Puesto en Méjico, determinó pasarse á Castilla, en donde llegó á tiempo que ya se sabia allí la muerte de D. Pedro de Mendoza, y el estado en que quedaban las conquistas del Rio de la Plata. Se presentó al Rey pidiendo este gobierno y adelantamiento, con cargo de conquistar y poblar toda esta tierra. Lo que, vistos sus méritos, se lo concedió el Rey, con estas mismas capitulaciones; y de hecho en cinco navios de armada se embarcó en San Lucar, año del Señor de 1540.
Llegó á Santa Catalina, y cansado de la navegacion, que no le fué muy favorable, determinó tirar de allí por tierra al Paraguay: y así lo hizo, dando órden que las naos siguiesen su derrota hasta San Gabriel, y dejando allí las mayores, siguiesen las otras hasta la Asumpcion. Todo lo egecutó con tanta felicidad, que ni en las 400 y mas leguas que dicho Cabeza de Vaca atravesó por tierra, ni en la penosa navegacion del Rio de la Plata, le faltó un solo soldado.
Recibido que fué en la Asumpcion el referido año de 1541, se mantuvo con aplausos de grande y esforzado caballero hasta el 15 de Agosto del año 1542: desde cuya fecha volviósele tan adversa su fortuna y mal hado, que en nada le fué favorable; porque los tumultuantes ó envidiosos de su gloria, formaron una conjuracion, le prendieron, y presto le enviaron á Castilla; y de unánime consentimiento eligieron al Señor Irala, aun estando ausente en la conquista de Acay, y bien achacoso de unas tercianas.

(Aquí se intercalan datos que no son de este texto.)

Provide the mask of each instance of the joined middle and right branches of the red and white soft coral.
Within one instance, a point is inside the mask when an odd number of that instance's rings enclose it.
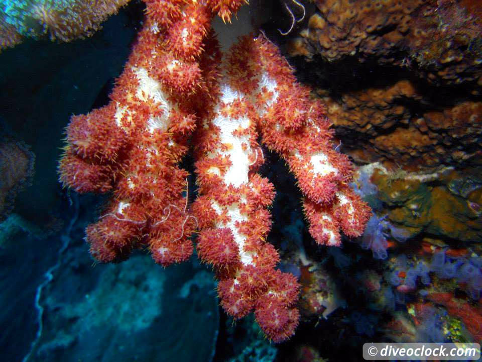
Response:
[[[339,229],[363,232],[370,209],[346,187],[348,158],[333,150],[323,107],[296,82],[278,49],[264,36],[245,37],[224,62],[220,96],[194,137],[200,197],[199,257],[214,266],[224,310],[240,318],[255,310],[263,331],[279,342],[294,333],[299,285],[274,267],[278,254],[264,242],[273,185],[256,173],[257,142],[278,151],[305,194],[310,231],[318,243],[339,245]]]

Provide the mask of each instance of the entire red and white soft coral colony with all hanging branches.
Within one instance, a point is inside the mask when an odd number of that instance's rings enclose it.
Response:
[[[352,166],[334,147],[323,106],[277,47],[264,35],[244,37],[221,56],[210,21],[229,20],[243,1],[145,3],[144,27],[110,103],[67,127],[61,182],[112,194],[86,229],[97,260],[147,247],[161,265],[184,261],[198,229],[197,253],[214,268],[226,313],[254,310],[265,334],[283,341],[298,324],[299,285],[275,268],[278,252],[265,241],[275,190],[257,173],[258,140],[296,175],[319,244],[340,245],[340,230],[362,234],[370,209],[347,186]],[[179,162],[189,147],[198,198],[188,207]]]

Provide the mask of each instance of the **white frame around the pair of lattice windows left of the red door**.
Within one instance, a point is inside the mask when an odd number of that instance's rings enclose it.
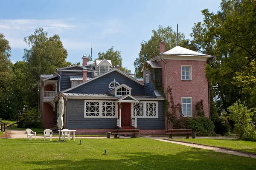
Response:
[[[85,116],[86,114],[86,102],[99,102],[99,116]],[[103,102],[113,102],[115,103],[115,115],[114,116],[103,116]],[[110,101],[110,100],[84,100],[84,118],[117,118],[117,110],[118,105],[117,102]]]

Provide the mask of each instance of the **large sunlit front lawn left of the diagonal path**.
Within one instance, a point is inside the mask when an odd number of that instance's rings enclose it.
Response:
[[[256,169],[253,158],[145,138],[76,139],[75,142],[0,139],[0,148],[0,169],[5,170]]]

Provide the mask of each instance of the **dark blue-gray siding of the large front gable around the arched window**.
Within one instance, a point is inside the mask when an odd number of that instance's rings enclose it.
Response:
[[[131,87],[131,94],[143,94],[143,85],[134,82],[117,71],[113,71],[103,77],[99,77],[91,82],[81,85],[78,88],[74,88],[68,91],[68,93],[107,94],[107,91],[110,90],[108,85],[113,82],[114,79],[116,79],[116,82],[119,82],[120,85],[125,84]]]

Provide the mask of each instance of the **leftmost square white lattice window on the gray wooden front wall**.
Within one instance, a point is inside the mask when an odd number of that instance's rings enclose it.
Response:
[[[85,101],[84,116],[99,116],[99,102]]]

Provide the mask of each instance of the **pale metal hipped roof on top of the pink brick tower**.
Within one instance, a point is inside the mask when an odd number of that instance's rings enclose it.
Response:
[[[172,48],[166,52],[163,52],[164,55],[182,55],[182,56],[202,56],[202,57],[213,57],[211,55],[203,54],[203,53],[198,53],[196,51],[192,51],[180,46],[176,46],[175,48]]]

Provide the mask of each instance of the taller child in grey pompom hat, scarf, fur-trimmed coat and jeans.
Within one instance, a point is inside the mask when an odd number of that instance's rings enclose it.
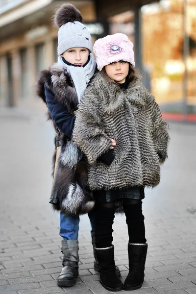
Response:
[[[72,4],[60,6],[55,13],[54,24],[59,28],[58,63],[41,72],[37,94],[47,104],[49,119],[56,130],[50,203],[60,211],[59,234],[63,238],[63,268],[57,283],[58,286],[73,286],[78,276],[78,215],[89,212],[94,200],[85,188],[86,161],[71,138],[74,111],[95,73],[96,62],[90,54],[91,35],[83,24],[80,12]],[[89,218],[95,247],[94,214],[89,214]],[[97,262],[95,270],[98,270]]]

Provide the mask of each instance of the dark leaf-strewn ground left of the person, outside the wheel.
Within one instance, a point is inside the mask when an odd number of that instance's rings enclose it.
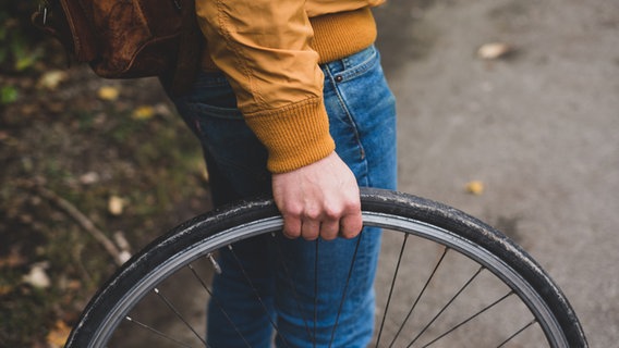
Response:
[[[0,347],[62,347],[137,251],[209,209],[193,136],[157,79],[106,80],[0,8]]]

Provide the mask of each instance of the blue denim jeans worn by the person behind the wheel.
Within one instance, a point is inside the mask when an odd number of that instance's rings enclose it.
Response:
[[[395,99],[378,52],[369,47],[321,69],[336,151],[360,186],[395,189]],[[216,206],[270,192],[267,152],[245,125],[223,75],[203,73],[174,103],[202,142]],[[214,278],[208,307],[209,346],[270,347],[277,327],[278,346],[313,347],[315,337],[325,347],[335,331],[331,347],[365,347],[374,330],[379,248],[380,231],[366,227],[354,239],[258,236],[234,244],[234,252],[221,250],[222,273]]]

Y por mas que se escusó, por no manchar sus manos en la sangre de inocente, como era poderosa la conjuracion, tuvo por bien admitir el gobierno.
IV.
D. DOMINGO MARTINEZ DE IRALA.
1542-1557.
Siguió Irala desde el mismo año de 1542 hasta el de 1546, en que se ausentó en pos de sus descubrimientos hasta los confines del Perú, dejando en la Asumpcion por su lugar teniente á D. Francisco de Mendoza: de cuya ausencia resultó otra nueva conjuracion y motin, en que eligieron por general á un caballero sevillano, llamado Diego de Abreu: á quien Mendoza corriendo el año de 1549, mandó cortar la cabeza en público cadalso. De este hecho resultaron mil inconvenientes, que con la llegada del Señor Irala, á principios del año de 1550, y nueva eleccion y juramento de homenage que le hicieron, se serenaron y acabaron todos estos ruidosos hechos, que tan achacosa, hasta estos nuestros tiempos, dejaron á esta tierra.